Is there a one-page checklist of the captioned written somewhere?
In my recent exploration as a newbie (see this post), I find the following tricks most useful:
specify any known bounds of a parameter (thereby help Stan to pick the appropriate default prior, eg, uniform vs. normal)
explicitly specify a prior for a parameter that better reflects your knowledge about it than Stan’s default prior choice could possibly represent in general
use non-centered parametrization EDIT: (eg, to fix problematic correlated parameters following this example)
This fix might not work out of the box. In my case, need to set very tight priors for the additional _sd, _L, _err parameters resulting from the non-centred parametrization: eg,
if you have a model that runs fine in terms of no divergences but the run time is slow (perhaps due to unnecessarily long warmup and iter), my findings about choosing the combination of adapt_delta / max_treedepth / metric=dense_e vs. diag_e / term_buffer / window / warmup / iter in another post might be useful to you.
Can you add to this list based on your experience? And perhaps even order your tips according to their usefulness/importance/priority.
Build the simplest model possible first. So if you have a time series start with a linear model as y ~ x then build that out to y ~ x + time + (1|time) then on to your choice of time series models.
Make some fake data and run that against your model. You should get back your parameters.
Keep all your models where you were playing around with priors and your justification for those priors. I stick these into supplemental materials.
Where ever possible cite specific threads in this user group in your R and python workflow and in your reports/articles.
Build a non-Bayes model first and get it to run. It’s useful as crosscheck later against Stan.
Check your matrices have full rank.
Try to get to run your Stan with low iterations 50 and one chain.
Use multiple chains to detect multi-modalities
Always look at neff for low values, these indicate problematic parameters.
Do a traceplot of problematic parameters, find suspicious interactions with pairs plot.
Buy a fast computer with lots of CPU cache.
Use exponential / half-normal distribution instead of half-cauchy in case of problems with standarddev.
Suppress the output of large arrays/matrices you don’t need in RStan or use Cmdstan.
Check the problematic scaling of the mass-matrix given from Cmdstan. Adjust parameterization.
Run optimizing instead of NUTS to check if the values look reasonable, if not find out why.
Step back and think about what you model should do, and don’t limit yourself to a key algorithm. There are many ways.
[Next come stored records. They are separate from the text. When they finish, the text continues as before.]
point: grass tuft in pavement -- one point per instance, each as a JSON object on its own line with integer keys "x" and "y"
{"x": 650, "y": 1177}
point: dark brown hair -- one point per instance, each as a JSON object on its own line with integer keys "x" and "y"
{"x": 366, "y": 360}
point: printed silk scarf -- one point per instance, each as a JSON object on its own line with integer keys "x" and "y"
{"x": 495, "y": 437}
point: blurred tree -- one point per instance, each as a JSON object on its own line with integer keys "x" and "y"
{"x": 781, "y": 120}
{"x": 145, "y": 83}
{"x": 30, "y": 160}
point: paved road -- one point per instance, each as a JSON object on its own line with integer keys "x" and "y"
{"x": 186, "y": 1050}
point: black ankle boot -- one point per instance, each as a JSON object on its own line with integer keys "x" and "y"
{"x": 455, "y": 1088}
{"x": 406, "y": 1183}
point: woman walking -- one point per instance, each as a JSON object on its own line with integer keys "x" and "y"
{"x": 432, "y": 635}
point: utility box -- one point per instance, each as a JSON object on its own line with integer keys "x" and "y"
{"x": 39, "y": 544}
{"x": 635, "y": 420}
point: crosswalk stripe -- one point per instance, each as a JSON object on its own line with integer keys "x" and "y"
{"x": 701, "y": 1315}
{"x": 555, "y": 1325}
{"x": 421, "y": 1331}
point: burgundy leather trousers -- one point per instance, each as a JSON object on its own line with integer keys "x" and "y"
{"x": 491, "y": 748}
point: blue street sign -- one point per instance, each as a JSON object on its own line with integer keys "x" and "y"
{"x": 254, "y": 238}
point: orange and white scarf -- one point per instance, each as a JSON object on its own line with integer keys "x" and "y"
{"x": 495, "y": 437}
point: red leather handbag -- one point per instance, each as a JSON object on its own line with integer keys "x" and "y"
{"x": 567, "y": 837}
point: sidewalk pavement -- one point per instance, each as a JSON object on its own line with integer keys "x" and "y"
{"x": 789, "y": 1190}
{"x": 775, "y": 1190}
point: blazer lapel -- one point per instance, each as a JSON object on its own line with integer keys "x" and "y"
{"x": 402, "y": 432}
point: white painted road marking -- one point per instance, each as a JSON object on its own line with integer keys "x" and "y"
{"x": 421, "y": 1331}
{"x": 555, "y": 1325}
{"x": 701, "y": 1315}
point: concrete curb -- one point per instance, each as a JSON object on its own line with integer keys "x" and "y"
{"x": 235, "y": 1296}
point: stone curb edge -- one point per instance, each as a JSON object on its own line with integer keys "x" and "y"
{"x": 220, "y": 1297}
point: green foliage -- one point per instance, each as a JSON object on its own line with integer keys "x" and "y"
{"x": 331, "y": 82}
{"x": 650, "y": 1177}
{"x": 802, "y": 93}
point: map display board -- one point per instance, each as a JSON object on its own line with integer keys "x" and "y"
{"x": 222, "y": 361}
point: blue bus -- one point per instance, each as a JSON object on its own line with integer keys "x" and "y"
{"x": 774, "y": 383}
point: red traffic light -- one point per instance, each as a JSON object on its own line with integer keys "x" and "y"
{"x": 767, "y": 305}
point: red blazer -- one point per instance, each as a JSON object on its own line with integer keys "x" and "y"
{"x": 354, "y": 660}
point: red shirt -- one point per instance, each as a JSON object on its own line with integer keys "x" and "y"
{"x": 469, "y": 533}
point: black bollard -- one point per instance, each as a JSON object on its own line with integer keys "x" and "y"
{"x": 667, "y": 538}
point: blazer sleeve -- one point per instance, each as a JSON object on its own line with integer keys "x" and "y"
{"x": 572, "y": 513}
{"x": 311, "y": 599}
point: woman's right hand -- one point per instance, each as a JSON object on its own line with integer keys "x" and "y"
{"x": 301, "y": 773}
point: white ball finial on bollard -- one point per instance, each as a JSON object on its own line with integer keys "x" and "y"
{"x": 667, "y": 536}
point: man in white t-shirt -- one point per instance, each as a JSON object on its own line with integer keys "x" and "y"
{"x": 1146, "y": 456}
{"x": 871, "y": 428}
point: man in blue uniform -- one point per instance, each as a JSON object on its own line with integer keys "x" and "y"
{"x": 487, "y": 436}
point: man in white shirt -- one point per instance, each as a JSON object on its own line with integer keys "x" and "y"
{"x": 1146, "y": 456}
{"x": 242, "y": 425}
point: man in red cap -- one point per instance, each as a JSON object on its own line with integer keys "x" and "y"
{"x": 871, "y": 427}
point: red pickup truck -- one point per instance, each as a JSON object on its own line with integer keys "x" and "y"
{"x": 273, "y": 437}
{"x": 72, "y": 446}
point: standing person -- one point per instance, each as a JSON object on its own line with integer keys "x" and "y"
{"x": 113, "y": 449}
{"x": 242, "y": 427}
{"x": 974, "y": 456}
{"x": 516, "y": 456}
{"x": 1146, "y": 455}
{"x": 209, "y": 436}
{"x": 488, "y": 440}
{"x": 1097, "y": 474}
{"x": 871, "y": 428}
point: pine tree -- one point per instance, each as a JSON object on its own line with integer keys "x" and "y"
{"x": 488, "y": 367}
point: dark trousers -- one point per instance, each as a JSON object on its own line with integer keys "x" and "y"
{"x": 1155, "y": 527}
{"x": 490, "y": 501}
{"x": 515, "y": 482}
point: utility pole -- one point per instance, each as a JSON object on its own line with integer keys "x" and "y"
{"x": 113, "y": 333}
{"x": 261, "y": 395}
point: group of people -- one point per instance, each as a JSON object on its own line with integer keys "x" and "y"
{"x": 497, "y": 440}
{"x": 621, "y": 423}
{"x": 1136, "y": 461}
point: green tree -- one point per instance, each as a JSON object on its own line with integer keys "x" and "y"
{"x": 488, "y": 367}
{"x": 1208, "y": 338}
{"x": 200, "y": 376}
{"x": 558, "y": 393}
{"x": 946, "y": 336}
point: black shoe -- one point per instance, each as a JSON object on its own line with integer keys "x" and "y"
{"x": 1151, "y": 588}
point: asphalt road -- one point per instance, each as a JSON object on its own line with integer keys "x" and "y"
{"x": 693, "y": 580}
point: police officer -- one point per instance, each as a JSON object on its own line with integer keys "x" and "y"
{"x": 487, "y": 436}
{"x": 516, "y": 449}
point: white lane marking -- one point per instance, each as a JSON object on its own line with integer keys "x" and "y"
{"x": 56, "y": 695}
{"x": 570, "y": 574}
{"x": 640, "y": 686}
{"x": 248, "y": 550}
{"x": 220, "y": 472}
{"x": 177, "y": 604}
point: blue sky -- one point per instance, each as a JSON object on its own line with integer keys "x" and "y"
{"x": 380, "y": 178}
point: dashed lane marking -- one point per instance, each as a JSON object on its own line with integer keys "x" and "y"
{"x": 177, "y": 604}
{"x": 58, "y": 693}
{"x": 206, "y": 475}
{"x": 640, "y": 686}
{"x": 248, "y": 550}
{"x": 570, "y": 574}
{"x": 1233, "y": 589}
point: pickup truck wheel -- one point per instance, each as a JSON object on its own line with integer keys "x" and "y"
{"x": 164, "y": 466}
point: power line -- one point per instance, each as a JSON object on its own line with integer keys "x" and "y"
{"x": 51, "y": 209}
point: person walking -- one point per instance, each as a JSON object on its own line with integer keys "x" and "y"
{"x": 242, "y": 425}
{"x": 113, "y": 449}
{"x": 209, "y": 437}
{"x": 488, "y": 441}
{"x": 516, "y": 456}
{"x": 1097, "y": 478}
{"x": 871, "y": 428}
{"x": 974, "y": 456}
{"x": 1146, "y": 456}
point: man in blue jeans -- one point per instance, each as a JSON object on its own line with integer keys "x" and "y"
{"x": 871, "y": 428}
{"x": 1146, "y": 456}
Learn about your data and apply different models, the output will help to understand your data in many ways.
Use a routine, always save.image (complete dump) your session, before running a model.
Do you have a pointer to any concise (or thorough) discussion on the diagnostic steps using traceplot and pairs plot that can be added here as a reference for newbies?
For example, those parameters below with neff between 2000 to 5000 (ie, sd_gamma, sd_omega, g[3], w[1], w[3]) are particularly problematic had the sampling not been taken with 8 chains and 3000 iterations or had the data points not been so high as 200x10x4 = 8000.
But now with all these, are the relatively low neff (and the model based on those parameters) considered acceptable?
(relatively low when compared to those with neff > 10,000)
=====================================================
Inference for Stan model:
8 chains, each with iter=3000; warmup=1000; thin=1;
post-warmup draws per chain=2000, total post-warmup draws=16000.
You have to see the traceplots and pairs plots. I mean less than 10% of the sample size and
Rhat away from 1.0 more than 1%. Then I would think, maybe I can and should improve this.
Below are the sample plots of the example given. There seems to be nothing critical in this case. Have I overlooked anything that is alarming? Would appreciate very much your comment. Thanks in advance.
See the paper [1903.08008] Rank-normalization, folding, and localization: An improved $\widehat{R}$ for assessing convergence of MCMC. We recommend minimum neff of about 100 per chain, so that the needed quantities for convergence diagnostic are estimated reliably. Given that, then instead of focusing to neff, you should figure out what is the needed accuracy for the quantity of interest (for reporting usually 2 significant digits is enough) and then you can check that mcse is sufficient (mcse computation uses neff, but it’s enough to focus on mcse for the quantity of interest).